Sandy worsened the problems. During the storm, transformers caught fire, causing massive flames that burned down at least 15 units.
Other buildings were flooded and rendered uninhabitable. Two months after the storm, Doe said, “It looks like the walls were painted black. It was so moldy.”
But residents were expected to pay full rent. “Three days after the storm, NYCHA officials were running around telling people where they could pay their rent,” said Pretina Maddox, a nurse living in the complex. “They didn’t ask how people were doing, if they had food or water.”
Two months later, resident Rudolph McBeam was still without heat, hot water or electricity. “Everything in the basement was damaged by the 7 or 8 feet of water that flooded,” he said. His fourth floor apartment had also become mold-infested.
Elsewhere on the peninsula, residents are facing other pollutants. “There’s lead, asbestos and fiberglass insulation in the air,” explained Sal Lopizzo, founder of the Rockaways’ YANA (You Are Never Alone) program.
“In addition, everything’s covered with feces. There’s a lot of pink eye and respiratory infections.”
The Action Center’s Doe said many are still relying on community medical and distribution centers.
“This is a long-term problem,” she explained. “Now is the time for a massive focused response on the area. If we, as a country, can help in other countries, we can do it here.”
Absentee government
FEMA has spent about $3.1 billion in disaster relief money for shelters, restoring power and other immediate needs after the storm.
In late December, Congress passed the first part of an aid package for victims of Sandy, allowing the National Flood Insurance Program to continue to pay claims days before it was due to run out of money.
At the time, people who had lost their homes and businesses blasted the delays. “I think it’s horrible it took this long,” said Susan Van Veen of Randolph, N.J., who was part of a volunteer group that helped clean up strangers’ homes.
“This area is completely devastated. It’s still probably going to be weeks before people get this money. This should have happened long ago.”
“It’s just criminal,” said John Condit, of Seaside Heights, N.J., which lost the boardwalk upon which much of the reality show “Jersey Shore” was filmed.
“You pay taxes, and your government is supposed to be there for you.

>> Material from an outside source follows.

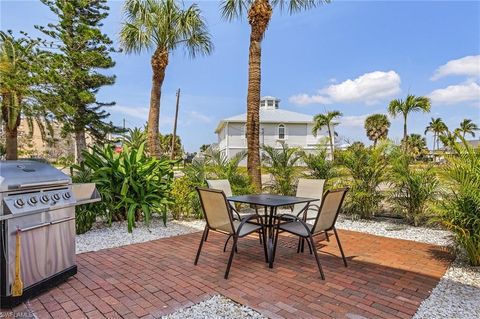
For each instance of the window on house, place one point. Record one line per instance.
(281, 132)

That’s part of the deal.”
Fast forward to today and people are furious that Congress didn’t manage to pass the second part of the aid package, which consists of $51 billion for relief and recovery from Sandy, until Jan. 15, nearly 80 days after the storm.
“Gov. (Chris) Christie has tried to be proactive from the start. Congress, on the other hand, has done way too little, way too late,” asserts Jersey City’s Smith.
The bill was approved by a bipartisan majority in the House three weeks after Republicans in the Northeast chastised the chamber’s GOP leaders for failing to vote on storm aid before the end of the last Congress.
An amendment to the package introduced by tea party-allied legislators would have required across-the-board cuts to domestic and defense programs to pay for $17 billion of the storm aid.
It was supported by a majority of Republicans, but was defeated 258-162 with combination of GOP and Democratic votes.
The full $51 billion bill passed the House 241-160, with 179 Republicans opposed.
The measure will be taken up by the Democratic-controlled Senate when it returns to Washington next week.
In the meantime, asks Martuscelli as he walks through the rubble of his pizza parlor, “What are we going to do?”